Rapid morphological characterization of isolated mitochondria using Brownian motion.

Mitochondrial morphology has been associated with numerous pathologies including cancer, diabetes, obesity and heart disease. However, the connection is poorly understood-in part due to the difficulty of characterizing the morphology. This impedes the use of morphology as a tool for disease detection/monitoring. Here, we use the Brownian motion of isolated mitochondria to characterize their size and shape in a high throughput fashion. By using treadmill exercise training, mitochondria from heart and gastrocnemius of Balb/c mice were modulated in size and used to investigate the protocol. Consistent with previous reports, the heart mitochondria of untrained mice increased 5% in diameter immediately after a single bout of moderate exercise (1.091 ± 0.004 µm) as compared to completely sedentary controls (1.040 ± 0.022 µm). In addition, no change was observed in the size of gastrocnemius mitochondria (1.025 ± 0.018 µm), which was also in agreement with previous studies. The method was also successfully applied to smaller Saccharomyces cerevisiae mitochondria.

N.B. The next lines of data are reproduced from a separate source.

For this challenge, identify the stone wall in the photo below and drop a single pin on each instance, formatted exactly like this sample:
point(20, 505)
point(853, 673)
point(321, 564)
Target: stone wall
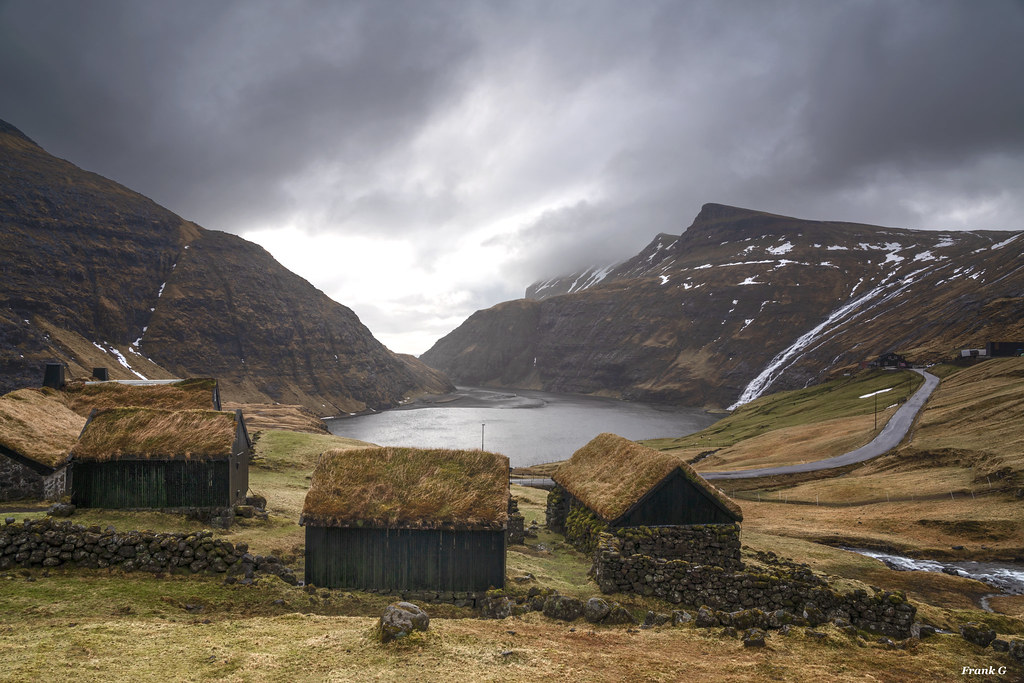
point(716, 545)
point(55, 485)
point(701, 544)
point(18, 481)
point(781, 586)
point(45, 543)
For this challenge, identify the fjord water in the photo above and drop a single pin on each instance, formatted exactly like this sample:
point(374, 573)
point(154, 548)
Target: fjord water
point(529, 427)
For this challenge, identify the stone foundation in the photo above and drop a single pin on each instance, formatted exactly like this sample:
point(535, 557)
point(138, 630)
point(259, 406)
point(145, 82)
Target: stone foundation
point(45, 543)
point(715, 545)
point(784, 586)
point(18, 481)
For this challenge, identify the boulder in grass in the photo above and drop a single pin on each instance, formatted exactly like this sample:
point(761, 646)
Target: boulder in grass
point(400, 620)
point(497, 607)
point(563, 607)
point(754, 638)
point(596, 609)
point(978, 634)
point(619, 614)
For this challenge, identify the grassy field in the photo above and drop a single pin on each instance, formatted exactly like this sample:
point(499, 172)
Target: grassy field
point(64, 626)
point(102, 626)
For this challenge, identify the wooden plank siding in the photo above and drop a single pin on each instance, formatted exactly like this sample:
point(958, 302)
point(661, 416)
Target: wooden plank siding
point(674, 501)
point(404, 559)
point(148, 483)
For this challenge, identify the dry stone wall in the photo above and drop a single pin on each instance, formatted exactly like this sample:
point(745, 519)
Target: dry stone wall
point(45, 543)
point(19, 481)
point(780, 586)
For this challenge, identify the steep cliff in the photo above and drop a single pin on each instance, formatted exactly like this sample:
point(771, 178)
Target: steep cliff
point(95, 274)
point(743, 301)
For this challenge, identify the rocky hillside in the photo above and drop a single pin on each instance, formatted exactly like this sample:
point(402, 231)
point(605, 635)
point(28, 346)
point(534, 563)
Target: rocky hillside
point(742, 302)
point(98, 275)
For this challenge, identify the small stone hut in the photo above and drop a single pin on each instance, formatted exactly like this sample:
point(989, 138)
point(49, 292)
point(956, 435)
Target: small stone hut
point(151, 458)
point(37, 432)
point(399, 519)
point(612, 484)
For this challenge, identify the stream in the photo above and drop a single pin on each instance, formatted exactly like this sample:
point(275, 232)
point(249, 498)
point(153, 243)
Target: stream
point(1007, 578)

Nonlinear dielectric spectroscopy as an indirect probe of metabolic activity in thylakoid membrane.

Nonlinear dielectric spectroscopy (NDS) is a non-invasive probe of cellular metabolic activity with potential application in the development of whole-cell biosensors. However, the mechanism of NDS interaction with metabolic membrane proteins is poorly understood, partly due to the inherent complexity of single cell organisms. Here we use the light-activated electron transport chain of spinach thylakoid membrane as a model system to study how NDS interacts with metabolic activity. We find protein modification, as opposed to membrane pump activity, to be the dominant source of NDS signal change in this system. Potential mechanisms for such protein modifications include reactive oxygen species generation and light-activated phosphorylation.

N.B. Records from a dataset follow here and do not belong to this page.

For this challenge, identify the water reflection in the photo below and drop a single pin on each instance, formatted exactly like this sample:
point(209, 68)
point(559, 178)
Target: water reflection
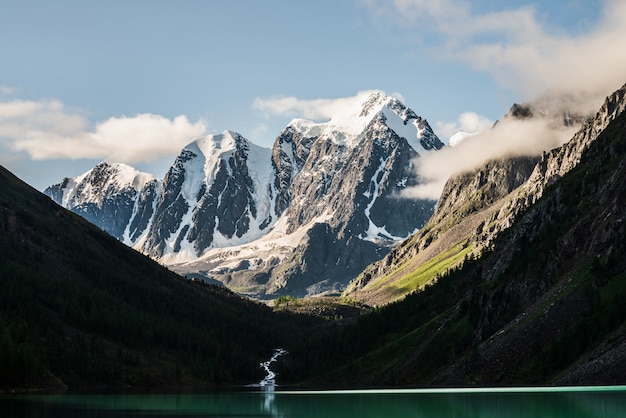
point(558, 404)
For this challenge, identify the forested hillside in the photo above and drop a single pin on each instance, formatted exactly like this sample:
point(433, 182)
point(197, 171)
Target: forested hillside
point(80, 309)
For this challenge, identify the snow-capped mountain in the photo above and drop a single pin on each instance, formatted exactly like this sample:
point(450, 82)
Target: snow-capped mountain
point(116, 197)
point(305, 216)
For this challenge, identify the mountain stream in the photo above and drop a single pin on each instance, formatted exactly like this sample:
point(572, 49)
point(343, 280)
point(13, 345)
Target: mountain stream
point(269, 381)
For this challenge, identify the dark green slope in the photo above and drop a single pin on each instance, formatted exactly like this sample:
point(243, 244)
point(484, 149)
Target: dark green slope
point(555, 315)
point(79, 308)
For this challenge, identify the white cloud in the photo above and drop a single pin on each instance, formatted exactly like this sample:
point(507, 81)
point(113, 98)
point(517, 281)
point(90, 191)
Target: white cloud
point(47, 130)
point(7, 90)
point(555, 70)
point(516, 49)
point(470, 122)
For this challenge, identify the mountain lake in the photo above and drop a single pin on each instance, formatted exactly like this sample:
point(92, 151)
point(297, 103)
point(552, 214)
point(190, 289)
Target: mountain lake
point(566, 402)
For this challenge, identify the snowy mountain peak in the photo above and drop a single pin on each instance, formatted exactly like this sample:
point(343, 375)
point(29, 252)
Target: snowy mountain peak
point(350, 117)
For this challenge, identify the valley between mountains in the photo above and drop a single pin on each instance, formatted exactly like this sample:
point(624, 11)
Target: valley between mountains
point(515, 276)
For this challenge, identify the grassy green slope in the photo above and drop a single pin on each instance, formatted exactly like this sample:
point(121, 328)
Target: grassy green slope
point(77, 306)
point(554, 316)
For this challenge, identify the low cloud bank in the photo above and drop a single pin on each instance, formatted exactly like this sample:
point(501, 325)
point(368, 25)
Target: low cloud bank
point(509, 137)
point(47, 130)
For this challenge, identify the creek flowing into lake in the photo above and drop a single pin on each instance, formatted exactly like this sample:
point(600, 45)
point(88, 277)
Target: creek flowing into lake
point(269, 381)
point(577, 402)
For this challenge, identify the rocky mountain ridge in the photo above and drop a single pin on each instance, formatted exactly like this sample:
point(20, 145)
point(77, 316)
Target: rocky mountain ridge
point(476, 206)
point(324, 199)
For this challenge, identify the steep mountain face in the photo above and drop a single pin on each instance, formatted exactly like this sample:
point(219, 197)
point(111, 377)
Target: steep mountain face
point(475, 207)
point(541, 305)
point(79, 309)
point(216, 194)
point(325, 200)
point(116, 197)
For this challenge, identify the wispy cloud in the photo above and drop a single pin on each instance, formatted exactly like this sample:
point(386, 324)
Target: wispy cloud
point(516, 48)
point(555, 70)
point(470, 122)
point(510, 137)
point(46, 130)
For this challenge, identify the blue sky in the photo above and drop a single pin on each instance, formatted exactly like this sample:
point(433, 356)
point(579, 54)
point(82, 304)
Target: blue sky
point(135, 80)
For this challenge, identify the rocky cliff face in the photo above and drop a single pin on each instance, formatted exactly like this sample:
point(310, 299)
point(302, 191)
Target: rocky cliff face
point(475, 207)
point(325, 199)
point(115, 197)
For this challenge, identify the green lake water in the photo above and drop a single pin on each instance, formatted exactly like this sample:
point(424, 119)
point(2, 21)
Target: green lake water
point(589, 402)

Nonlinear impedance of whole cells near an electrode as a probe of mitochondrial activity.

By simultaneously measuring the bulk media and electrode interface voltages of a yeast (Saccharomyces cerevisiae) suspension subjected to an AC voltage, a yeast-dependent nonlinear response was found only near the current injection electrodes. Computer simulation of yeast near a current injection electrode found an enhanced voltage drop across the yeast near the electrode due to slowed charging of the electrode interfacial capacitance. This voltage drop is sufficient to induce conformation change in membrane proteins. Disruption of the mitochondrial electron transport chain is found to significantly change the measured nonlinear current response, suggesting nonlinear impedance can be used as a non-invasive probe of cellular metabolic activity.

Nonlinear dielectric spectroscopy for label-free detection of respiratory activity in whole cells.

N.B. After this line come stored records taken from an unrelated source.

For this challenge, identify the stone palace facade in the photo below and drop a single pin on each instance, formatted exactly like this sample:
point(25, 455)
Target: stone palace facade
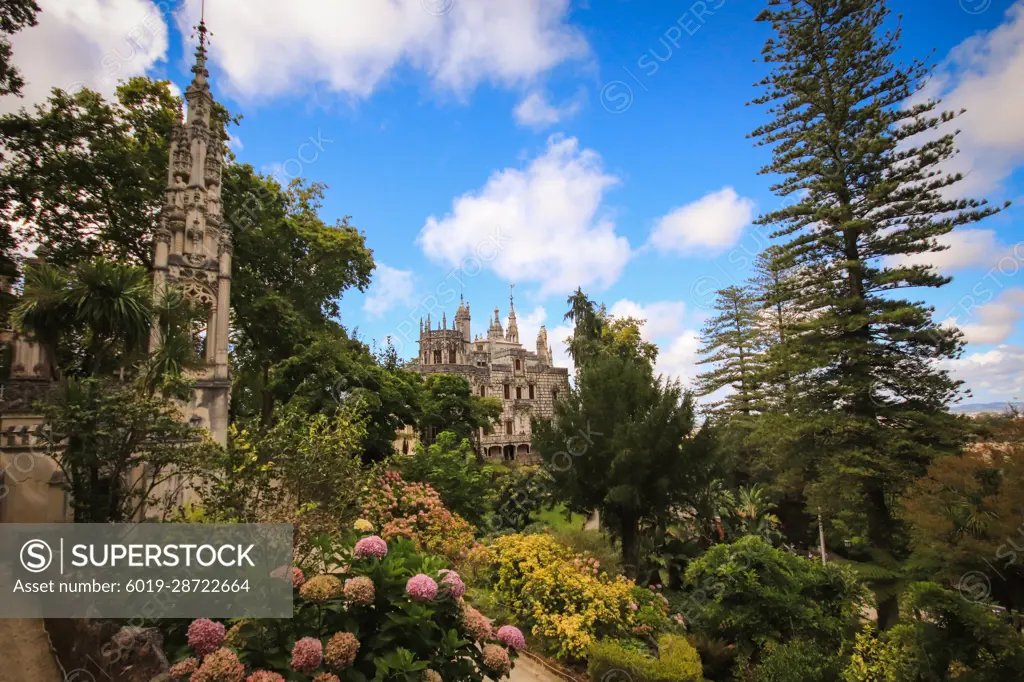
point(497, 366)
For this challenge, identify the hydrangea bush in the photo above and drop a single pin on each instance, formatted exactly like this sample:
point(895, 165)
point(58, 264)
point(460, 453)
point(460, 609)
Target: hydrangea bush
point(400, 509)
point(565, 599)
point(384, 612)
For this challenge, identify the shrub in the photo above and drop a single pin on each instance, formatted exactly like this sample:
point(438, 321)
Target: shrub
point(409, 628)
point(678, 662)
point(752, 594)
point(399, 509)
point(450, 467)
point(798, 662)
point(560, 595)
point(940, 636)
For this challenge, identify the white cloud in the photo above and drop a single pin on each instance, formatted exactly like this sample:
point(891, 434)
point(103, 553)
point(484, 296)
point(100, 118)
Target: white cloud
point(536, 111)
point(86, 44)
point(711, 224)
point(663, 318)
point(267, 48)
point(995, 321)
point(994, 375)
point(544, 224)
point(983, 75)
point(679, 358)
point(389, 289)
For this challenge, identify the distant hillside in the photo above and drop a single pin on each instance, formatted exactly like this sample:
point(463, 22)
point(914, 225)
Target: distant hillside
point(981, 408)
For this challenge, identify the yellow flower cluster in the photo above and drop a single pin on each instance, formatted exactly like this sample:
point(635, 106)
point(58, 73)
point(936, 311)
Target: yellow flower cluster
point(559, 600)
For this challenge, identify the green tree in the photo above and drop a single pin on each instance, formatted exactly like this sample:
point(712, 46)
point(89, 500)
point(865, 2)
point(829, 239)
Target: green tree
point(291, 269)
point(449, 405)
point(451, 467)
point(754, 595)
point(732, 343)
point(14, 15)
point(87, 176)
point(92, 318)
point(869, 405)
point(121, 450)
point(617, 443)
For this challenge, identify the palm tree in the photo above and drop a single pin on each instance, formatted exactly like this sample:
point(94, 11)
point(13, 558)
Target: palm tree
point(44, 311)
point(113, 302)
point(100, 306)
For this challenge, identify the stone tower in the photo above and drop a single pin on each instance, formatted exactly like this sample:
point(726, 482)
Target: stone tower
point(462, 320)
point(512, 333)
point(193, 250)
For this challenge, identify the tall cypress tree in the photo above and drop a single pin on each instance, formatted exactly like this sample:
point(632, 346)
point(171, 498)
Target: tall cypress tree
point(862, 157)
point(731, 342)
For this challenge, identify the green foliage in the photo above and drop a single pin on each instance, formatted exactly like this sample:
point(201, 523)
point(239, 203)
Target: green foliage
point(678, 662)
point(965, 517)
point(398, 637)
point(450, 466)
point(753, 594)
point(109, 431)
point(866, 408)
point(619, 442)
point(732, 341)
point(449, 405)
point(86, 175)
point(798, 662)
point(306, 468)
point(520, 493)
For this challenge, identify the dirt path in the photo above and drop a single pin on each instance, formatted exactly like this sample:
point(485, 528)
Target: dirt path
point(527, 670)
point(27, 655)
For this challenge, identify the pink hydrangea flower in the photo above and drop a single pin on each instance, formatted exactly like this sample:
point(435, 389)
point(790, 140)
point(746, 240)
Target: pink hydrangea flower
point(264, 676)
point(359, 591)
point(341, 650)
point(221, 666)
point(183, 669)
point(453, 582)
point(477, 625)
point(371, 546)
point(205, 636)
point(512, 637)
point(327, 677)
point(497, 659)
point(307, 654)
point(421, 588)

We report on a novel electromagnetic biosensing technique for detecting respiratory activity in whole cells suspended in aqueous solution. Application of a pure sinusoidal voltage between two outer electrodes applies an oscillatory electric field to the aqueous cell suspension at frequencies in the range of one to several kHz. The fundamental and higher order harmonic responses are measured across two inner electrodes using a dynamic signal analyzer. Aqueous suspensions of S. cerevisiae (budding yeast), with both active and inactive mitochondrial electron transport (respiratory) chains are employed for this study. We find that the measured third harmonic for certain frequency ranges shows significant temporal changes in actively respiring yeast, while little significant changes are observed in yeast with suppressed respiratory activity, i.e. mutant yeast strains or yeast in the presence of respiratory inhibitors. The method holds potential for further development to detect respiratory activity in live tissue in vitro and perhaps in vivo for clinical applications.